Mesenchymal Stem Cells Home to Inflamed Ocular Surface and Suppress Allosensitization in Corneal Transplantation

Abstract

To investigate whether systemically injected syngeneic mesenchymal stem cells (MSCs) can home to the transplanted cornea, suppress induction of alloimmunity, and promote allograft survival. Mesenchymal stem cells were generated from bone marrow of wild-type BALB/c or GFP (green fluorescent protein)+ C57BL/6 mice, and 1×10(6) cells were intravenously injected to allografted recipients 3 hours after surgery. Mesenchymal stem cells homing to the cornea were examined at day 3 post transplantation by immunohistochemistry. MHC (major histocompatibility complex) II+CD11c+ cells were detected in the cornea and lymph nodes (LNs) 14 days post transplantation using flow cytometry.
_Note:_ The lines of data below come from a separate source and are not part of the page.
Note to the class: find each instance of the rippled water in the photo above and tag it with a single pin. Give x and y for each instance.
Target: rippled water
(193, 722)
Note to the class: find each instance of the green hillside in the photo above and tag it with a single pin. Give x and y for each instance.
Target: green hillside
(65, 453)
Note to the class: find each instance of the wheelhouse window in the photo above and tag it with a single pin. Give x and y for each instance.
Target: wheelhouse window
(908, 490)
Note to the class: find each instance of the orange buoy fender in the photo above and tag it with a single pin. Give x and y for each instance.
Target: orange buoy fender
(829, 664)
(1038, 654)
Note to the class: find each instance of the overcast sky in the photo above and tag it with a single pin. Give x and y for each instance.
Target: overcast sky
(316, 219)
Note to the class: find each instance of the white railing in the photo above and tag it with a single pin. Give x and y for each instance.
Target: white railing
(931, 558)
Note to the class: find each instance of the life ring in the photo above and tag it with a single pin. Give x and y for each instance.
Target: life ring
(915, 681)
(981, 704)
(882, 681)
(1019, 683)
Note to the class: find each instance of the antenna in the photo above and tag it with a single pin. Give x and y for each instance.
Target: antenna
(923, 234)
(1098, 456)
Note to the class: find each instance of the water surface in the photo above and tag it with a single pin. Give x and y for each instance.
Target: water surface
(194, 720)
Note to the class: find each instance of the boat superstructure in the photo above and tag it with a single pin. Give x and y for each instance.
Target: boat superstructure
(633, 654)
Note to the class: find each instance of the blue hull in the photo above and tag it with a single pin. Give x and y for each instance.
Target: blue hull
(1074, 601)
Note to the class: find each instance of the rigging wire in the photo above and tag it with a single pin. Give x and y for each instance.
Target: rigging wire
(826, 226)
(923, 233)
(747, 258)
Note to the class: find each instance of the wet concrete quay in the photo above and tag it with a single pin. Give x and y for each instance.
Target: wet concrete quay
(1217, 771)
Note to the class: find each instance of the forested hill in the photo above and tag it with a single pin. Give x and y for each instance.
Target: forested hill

Cytokine expression of bone marrow-derived dendritic cells (BMDCs) was determined using real-time PCR. ELISPOT assay was used to assess indirect and direct host T cell allosensitization, and graft survival was evaluated by slit-lamp biomicroscopy weekly up to 8 weeks. Intravenously injected GFP+ MSCs were found in abundance in the transplanted cornea, conjunctiva, and LNs, but not in the ungrafted (contralateral) tissue. The frequencies of mature MHC II+CD11c+ antigen-presenting cells (APCs) were substantially decreased in the corneas and draining LNs of MSC-injected allograft recipients compared to control recipients. Maturation and function of in vitro cultured BMDCs were decreased when cocultured with MSCs. Draining LNs of MSC-injected allograft recipients showed lower frequencies of IFNγ-secreting Th1 cells compared to the control group. Allograft survival rate was significantly higher in MSC-injected recipients compared to non-MSC-injected recipients. Our data demonstrate that systemically administered MSCs specifically home to the inflamed ocular surface and promote allograft survival by inhibiting APC maturation and induction of alloreactive T cells.